Electron-hole doping asymmetry of Fermi surface reconstructed in a simple Mott insulator

TL;DR

This study explores the electron-hole doping asymmetry in a simple organic Mott insulator, revealing distinct Fermi surface reconstructions and electronic behaviors through combined experimental and theoretical approaches.

Contribution

It provides new insights into doping asymmetry in organic Mott insulators using electric-double-layer transistor measurements and cluster perturbation theory.

Findings

Fermi arc state under hole doping due to anisotropic spectral weight suppression

Non-interacting-like Fermi surface emergence under electron doping

Hall coefficients and resistivity anisotropy match theoretical predictions

Abstract

It is widely recognised that the effect of doping into a Mott insulator is complicated and unpredictable, as can be seen by examining the Hall coefficient in high $T_{\rm c}$ cuprates. The doping effect, including the electron-hole doping asymmetry, may be more straightforward in doped organic Mott insulators owing to their simple electronic structures.
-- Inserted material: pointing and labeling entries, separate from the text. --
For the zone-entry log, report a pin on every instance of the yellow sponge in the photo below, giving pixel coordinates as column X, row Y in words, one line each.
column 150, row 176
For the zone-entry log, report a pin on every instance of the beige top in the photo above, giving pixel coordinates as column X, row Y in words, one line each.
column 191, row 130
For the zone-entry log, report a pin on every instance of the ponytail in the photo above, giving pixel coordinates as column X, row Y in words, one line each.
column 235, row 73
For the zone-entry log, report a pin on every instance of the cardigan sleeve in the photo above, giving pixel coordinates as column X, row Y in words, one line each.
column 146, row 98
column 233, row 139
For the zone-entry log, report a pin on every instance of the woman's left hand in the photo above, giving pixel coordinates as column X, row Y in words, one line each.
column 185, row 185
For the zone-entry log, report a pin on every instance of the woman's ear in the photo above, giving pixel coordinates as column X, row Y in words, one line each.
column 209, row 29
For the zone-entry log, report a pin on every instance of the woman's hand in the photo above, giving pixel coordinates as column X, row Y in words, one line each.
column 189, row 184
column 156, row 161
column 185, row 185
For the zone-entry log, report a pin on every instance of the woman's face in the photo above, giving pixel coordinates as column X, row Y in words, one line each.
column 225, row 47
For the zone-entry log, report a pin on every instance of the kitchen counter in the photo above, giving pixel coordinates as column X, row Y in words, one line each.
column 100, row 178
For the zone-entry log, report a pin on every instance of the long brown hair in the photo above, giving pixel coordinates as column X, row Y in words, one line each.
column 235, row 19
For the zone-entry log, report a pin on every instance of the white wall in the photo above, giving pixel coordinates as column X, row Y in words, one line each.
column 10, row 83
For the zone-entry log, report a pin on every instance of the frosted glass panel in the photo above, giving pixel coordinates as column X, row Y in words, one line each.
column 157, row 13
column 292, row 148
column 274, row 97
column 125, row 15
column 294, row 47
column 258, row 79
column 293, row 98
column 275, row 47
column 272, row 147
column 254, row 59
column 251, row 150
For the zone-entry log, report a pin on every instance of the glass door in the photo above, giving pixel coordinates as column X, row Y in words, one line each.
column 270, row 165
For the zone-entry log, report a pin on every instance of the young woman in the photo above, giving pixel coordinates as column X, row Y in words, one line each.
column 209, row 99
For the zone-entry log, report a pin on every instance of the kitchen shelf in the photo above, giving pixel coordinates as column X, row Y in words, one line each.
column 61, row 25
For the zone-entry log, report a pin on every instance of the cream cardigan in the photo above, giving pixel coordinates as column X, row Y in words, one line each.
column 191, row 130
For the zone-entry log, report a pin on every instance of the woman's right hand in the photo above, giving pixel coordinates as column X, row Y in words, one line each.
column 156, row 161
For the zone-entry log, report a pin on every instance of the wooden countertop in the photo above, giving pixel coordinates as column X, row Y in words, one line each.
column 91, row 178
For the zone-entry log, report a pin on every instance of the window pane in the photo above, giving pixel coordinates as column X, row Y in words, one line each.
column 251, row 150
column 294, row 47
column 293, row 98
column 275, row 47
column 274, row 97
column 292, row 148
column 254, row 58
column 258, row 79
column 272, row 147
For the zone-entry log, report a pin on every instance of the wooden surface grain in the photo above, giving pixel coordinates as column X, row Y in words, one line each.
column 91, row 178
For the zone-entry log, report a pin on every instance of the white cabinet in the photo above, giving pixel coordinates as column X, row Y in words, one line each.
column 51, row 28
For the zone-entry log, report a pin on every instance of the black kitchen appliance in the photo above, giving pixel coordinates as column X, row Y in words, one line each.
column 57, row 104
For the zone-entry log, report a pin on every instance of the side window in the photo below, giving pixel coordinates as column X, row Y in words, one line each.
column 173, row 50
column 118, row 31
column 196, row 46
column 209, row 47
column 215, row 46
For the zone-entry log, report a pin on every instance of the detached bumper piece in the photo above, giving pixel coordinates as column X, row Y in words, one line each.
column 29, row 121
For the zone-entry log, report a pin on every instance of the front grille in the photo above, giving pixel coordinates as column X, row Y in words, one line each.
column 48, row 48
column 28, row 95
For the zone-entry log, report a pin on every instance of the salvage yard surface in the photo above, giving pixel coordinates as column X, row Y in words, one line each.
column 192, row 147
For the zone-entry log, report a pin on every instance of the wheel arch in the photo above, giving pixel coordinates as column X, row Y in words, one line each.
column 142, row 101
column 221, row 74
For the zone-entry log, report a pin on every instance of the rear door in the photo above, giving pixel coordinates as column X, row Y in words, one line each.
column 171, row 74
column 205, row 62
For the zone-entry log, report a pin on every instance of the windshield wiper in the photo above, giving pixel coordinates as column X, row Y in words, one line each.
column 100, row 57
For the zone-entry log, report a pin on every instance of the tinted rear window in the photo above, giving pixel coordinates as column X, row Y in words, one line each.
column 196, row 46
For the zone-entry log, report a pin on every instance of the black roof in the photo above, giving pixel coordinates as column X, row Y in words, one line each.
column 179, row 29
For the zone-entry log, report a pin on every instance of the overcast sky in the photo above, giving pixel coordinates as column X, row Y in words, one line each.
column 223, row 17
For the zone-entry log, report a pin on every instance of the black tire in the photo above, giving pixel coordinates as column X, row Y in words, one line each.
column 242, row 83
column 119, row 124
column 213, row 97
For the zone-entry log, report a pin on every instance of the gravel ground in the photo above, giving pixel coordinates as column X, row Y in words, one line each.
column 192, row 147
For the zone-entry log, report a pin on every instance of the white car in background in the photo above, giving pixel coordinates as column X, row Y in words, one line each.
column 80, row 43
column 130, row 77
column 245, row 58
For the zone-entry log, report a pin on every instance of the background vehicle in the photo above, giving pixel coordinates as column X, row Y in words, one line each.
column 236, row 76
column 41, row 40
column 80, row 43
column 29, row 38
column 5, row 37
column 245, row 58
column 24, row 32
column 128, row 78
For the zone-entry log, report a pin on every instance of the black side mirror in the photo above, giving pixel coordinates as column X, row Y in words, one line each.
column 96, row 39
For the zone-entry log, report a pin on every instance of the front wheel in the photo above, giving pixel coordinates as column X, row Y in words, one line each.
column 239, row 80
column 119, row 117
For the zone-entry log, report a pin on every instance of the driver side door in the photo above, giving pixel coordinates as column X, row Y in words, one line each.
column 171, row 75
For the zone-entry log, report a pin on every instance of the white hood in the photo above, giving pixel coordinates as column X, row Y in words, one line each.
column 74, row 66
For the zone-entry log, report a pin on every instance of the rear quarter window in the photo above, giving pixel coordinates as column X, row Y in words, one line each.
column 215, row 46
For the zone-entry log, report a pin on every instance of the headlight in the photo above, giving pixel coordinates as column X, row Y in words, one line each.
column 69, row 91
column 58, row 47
Here we investigate the doping asymmetry of an organic Mott insulator by carrying out electric-double-layer transistor measurements and using cluster perturbation theory. The calculations predict that strongly anisotropic suppression of the spectral weight results in the Fermi arc state under hole doping, while a relatively uniform spectral weight results in the emergence of a non-interacting-like Fermi surface in the electron-doped state. In accordance with the calculations, the experimentally observed Hall coefficients and resistivity anisotropy correspond to the pocket formed by the Fermi arcs under hole doping and to the non-interacting Fermi surface under electron doping.